A brown dwarf forms in the same way, but never collects quite enough mass to ignite the hydrogen fusion furnace of a star. Instead it has a dull glow from burning an isotope of hydrogen that takes less energy to fuse.

Osorio said the objects she found may be smaller versions of the brown dwarf and their faint light comes only from the heat of formation.

"They have formed very recently (in astronomical terms) and are still under their own gravitational collapse," she said. This collapse creates the heat and light that Osorio and her team detected using powerful telescopes in Spain, the Canary Islands and Hawaii.

Eventually, the heat from the gravitational collapse will cool and the objects will no longer be detectable from Earth, she said.

Osorio said it is assumed the objects are about the age of the Sigma Orionis star cluster in which they were found, about five million years.

Spectrographic readings, which analyze the light from celestial sources, indicated the objects have the chemistry and temperature of young giant planets, and not that of brown dwarfs, she said.
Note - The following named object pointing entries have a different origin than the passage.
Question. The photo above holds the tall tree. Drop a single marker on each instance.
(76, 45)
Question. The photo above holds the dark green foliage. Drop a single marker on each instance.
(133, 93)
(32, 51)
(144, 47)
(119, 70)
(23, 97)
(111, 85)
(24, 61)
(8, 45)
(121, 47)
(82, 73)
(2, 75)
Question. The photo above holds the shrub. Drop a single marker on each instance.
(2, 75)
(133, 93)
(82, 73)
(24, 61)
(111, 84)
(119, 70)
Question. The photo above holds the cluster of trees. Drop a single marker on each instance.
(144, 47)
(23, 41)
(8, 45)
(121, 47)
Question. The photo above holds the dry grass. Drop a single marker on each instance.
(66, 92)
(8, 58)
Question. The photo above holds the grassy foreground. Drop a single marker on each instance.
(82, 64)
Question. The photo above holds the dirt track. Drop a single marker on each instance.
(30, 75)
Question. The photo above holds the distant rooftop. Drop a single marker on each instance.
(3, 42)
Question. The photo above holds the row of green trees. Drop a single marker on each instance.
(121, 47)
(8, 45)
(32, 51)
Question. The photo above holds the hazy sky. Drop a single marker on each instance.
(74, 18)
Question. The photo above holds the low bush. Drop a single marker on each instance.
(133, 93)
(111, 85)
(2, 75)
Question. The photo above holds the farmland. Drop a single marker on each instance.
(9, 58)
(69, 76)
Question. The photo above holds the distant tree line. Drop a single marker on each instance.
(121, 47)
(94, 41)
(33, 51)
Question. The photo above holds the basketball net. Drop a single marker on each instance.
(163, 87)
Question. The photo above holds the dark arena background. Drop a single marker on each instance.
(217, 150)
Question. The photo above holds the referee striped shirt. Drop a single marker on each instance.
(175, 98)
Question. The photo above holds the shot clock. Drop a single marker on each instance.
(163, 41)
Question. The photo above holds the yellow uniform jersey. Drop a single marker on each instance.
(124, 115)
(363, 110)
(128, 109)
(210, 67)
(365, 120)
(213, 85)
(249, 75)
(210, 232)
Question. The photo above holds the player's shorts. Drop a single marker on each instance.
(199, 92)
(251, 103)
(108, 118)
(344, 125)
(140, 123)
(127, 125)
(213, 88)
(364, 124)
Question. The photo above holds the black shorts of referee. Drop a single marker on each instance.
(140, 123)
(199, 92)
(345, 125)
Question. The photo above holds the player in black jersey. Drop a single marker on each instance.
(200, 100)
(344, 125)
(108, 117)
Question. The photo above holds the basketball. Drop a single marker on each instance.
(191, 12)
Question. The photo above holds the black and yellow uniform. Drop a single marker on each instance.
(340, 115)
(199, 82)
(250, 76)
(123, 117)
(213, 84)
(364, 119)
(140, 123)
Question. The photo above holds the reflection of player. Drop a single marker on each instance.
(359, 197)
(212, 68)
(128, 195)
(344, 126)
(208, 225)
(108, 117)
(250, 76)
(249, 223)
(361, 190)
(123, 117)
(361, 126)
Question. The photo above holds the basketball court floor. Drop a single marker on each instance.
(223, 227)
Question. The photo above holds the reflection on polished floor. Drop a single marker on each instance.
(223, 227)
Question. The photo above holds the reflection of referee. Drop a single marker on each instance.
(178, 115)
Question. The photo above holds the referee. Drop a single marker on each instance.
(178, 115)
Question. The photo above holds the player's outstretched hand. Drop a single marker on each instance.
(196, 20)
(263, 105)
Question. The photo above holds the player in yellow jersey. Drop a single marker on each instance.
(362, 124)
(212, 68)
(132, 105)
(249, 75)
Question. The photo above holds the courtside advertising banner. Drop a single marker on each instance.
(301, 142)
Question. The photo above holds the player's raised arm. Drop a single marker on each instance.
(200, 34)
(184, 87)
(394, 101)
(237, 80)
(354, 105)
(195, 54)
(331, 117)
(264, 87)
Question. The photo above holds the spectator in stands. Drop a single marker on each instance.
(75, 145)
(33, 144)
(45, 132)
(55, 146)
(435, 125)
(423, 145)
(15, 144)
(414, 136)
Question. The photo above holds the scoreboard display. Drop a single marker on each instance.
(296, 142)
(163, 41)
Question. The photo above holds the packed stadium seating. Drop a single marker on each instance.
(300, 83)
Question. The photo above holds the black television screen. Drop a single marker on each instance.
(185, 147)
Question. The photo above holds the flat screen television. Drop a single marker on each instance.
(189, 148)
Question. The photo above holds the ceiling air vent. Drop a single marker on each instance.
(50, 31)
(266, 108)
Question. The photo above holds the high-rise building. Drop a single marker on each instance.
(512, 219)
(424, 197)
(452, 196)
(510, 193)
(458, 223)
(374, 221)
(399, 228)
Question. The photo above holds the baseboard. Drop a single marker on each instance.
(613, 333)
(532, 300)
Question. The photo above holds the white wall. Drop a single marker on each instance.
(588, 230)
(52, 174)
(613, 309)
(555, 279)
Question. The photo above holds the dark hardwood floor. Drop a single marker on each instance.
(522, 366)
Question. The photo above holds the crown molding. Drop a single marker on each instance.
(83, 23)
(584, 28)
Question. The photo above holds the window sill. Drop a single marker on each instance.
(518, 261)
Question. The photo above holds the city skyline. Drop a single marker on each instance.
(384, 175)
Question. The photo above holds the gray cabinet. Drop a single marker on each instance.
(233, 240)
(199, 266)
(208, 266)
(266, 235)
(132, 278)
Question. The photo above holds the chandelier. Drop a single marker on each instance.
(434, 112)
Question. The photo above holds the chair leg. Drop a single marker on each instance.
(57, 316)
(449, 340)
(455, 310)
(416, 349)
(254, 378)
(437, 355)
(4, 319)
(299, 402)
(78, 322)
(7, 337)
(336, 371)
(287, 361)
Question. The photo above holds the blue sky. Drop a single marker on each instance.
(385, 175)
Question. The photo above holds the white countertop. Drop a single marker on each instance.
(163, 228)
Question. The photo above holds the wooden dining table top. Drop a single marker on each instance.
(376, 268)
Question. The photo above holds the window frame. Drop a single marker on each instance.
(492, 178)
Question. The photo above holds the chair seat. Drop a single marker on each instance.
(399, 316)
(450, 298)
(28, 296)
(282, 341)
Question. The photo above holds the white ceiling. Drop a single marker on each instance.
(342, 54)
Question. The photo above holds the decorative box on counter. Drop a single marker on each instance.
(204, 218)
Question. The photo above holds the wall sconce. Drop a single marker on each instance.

Joan R. Najita, an astronomer at the National Optical Astronomy Observatory in Tucson, Ariz., said the discoveries by Osorio and her team are significant and are apt to kick off an intensified search for such objects by other astronomers.

Najita said a brown dwarf study by her team at the NOAO had suggested there could be small, drifting objects in distant star fields. The Osorio paper confirms that, she said.

"We think the idea of there being free-floating planetary-mass objects out there is very likely to be true," Najita said. "There is a nomenclature problem. These objects are not planets in the classic sense because they do not orbit a star like the sun."

Najita, Osorio and others said the existence of the small, nomadic planets challenges the traditional ideas for how bodies form in space. One possibility, they said, is the objects originally formed around some star and were then kicked aimlessly wandering by some gravitational disruption, such as the tug of another star or of another planet.

About 50 planets outside the solar system have been detected by astronomers, but all of these objects are in orbit of distant stars. In fact, these planets have not been seen directly, but detected through the gravitational effect they have on the host stars.

The objects reported by Osorio and her team were viewed directly.